Проводница, с руками, засунутыми глубоко в карманы шинели, презрительно откинула голову

– Тётка, ты случаем не Метелина? – сказал он, ломая рот в болезненной улыбке, нетвёрдо, стоя на широко расставленных ногах. – А то смотри у меня! – и он погрозил пальцем.

– Чего, чего?! Нашёл тётку! Я тебе сейчас покажу тётку! – вспыхнула проводница, и хлопнула по его скрюченному пальцу футляром с флажками.

– Тихо, тихо. У меня билет.

– У них билет! – ядовито повторила она и с ненавистью посмотрела в его виновато улыбающееся, истерзанное лицо. – С билетом, значит, и человека топтать можно?!

– Нет, человека нельзя, – он прижал руку к груди. – Прости уж, прости... Знала бы, какие на душе волки воют...

– У меня на душе гармони распевают, – хмурясь, но уже отходчиво сказала проводница. – Проходи, давай.

Поезд тронулся...

...Ему вдруг показалось, что Марья проснулась. Он приподнялся, но тут же сел; затекли ноги. Посидел немного, растирая колени, и, всё ещё неуверенно ступая, пошёл в избу. Постоял у приоткрытых дверей, прислушался. В комнате было по-прежнему темно, тихо. Только под занавеской, по стеклу над диваном, жужжаще возилась большая муха. Марья спала. Иногда доносился её приглушённый слабый вздох. «Спи, Марьюшка, спи», – сказал он одними губами.

Он попил в сенях из ковшика и опять вышел на крыльцо. Сел на ещё тёплые доски. «Свиделись. А ведь думал всё... Уж навек... И нашла... Сама нашла... Из-за Тихона, конечно... Что ж, пускай... Зато свиделись...»

По телу его пробежал озноб, голова чуть закружилась. Он невольно схватился за доску под ним, и тут мягко стукнуло упавшее кольцо. Оно давно уже не держалось на высохшем пальце...

А на востоке, над далёким Суоярвским бором, уже протянулась неширокой тесьмой белизна рассвета. Поблек, исчез дымчато-серебристый ореол луны, и сама она, приспустившаяся, поистратившая свой ночной жар, теперь казалась буднично истончавшимся леденцом.

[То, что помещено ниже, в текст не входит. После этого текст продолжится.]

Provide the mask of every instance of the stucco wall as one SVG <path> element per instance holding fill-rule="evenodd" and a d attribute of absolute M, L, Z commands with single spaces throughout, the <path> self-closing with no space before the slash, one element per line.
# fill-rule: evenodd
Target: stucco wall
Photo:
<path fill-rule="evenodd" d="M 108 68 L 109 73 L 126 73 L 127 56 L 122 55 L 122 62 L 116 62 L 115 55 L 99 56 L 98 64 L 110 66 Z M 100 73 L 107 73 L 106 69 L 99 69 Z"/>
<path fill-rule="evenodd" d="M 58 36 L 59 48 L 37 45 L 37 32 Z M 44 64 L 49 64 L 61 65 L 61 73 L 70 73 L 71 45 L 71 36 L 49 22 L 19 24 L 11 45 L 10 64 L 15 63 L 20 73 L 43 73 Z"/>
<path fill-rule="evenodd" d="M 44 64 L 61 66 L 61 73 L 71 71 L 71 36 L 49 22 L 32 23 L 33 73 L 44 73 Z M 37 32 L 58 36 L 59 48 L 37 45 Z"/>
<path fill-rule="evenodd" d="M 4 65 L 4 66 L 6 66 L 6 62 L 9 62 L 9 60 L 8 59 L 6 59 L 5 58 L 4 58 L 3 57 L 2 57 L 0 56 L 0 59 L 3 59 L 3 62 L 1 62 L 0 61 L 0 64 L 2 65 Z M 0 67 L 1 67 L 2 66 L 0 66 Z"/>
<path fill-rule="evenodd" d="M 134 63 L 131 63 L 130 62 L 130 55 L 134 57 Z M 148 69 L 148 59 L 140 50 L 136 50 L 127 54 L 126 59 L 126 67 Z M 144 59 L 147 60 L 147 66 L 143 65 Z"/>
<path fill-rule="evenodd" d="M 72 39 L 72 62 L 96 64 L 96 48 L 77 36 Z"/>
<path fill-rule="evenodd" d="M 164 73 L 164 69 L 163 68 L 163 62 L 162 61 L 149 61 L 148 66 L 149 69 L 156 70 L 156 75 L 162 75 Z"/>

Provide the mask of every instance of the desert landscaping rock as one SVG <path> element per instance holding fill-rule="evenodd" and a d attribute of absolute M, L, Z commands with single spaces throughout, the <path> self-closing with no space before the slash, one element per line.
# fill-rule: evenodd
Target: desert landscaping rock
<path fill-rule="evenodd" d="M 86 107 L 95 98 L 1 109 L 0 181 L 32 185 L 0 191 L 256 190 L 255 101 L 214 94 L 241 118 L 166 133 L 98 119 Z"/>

Свежело. От предутренней влаги никли и седели травы. А совсем рядом, над посветлевшим зеркальцем чёрной болотной воды, в густых и высоких черёмухах, всё ещё бил соловей. Он весь исходил песней, которая была сама буйная незакатная молодость, само вечное, непостижимое таинство любви. И сил его остро – мучительного счастья не убывало.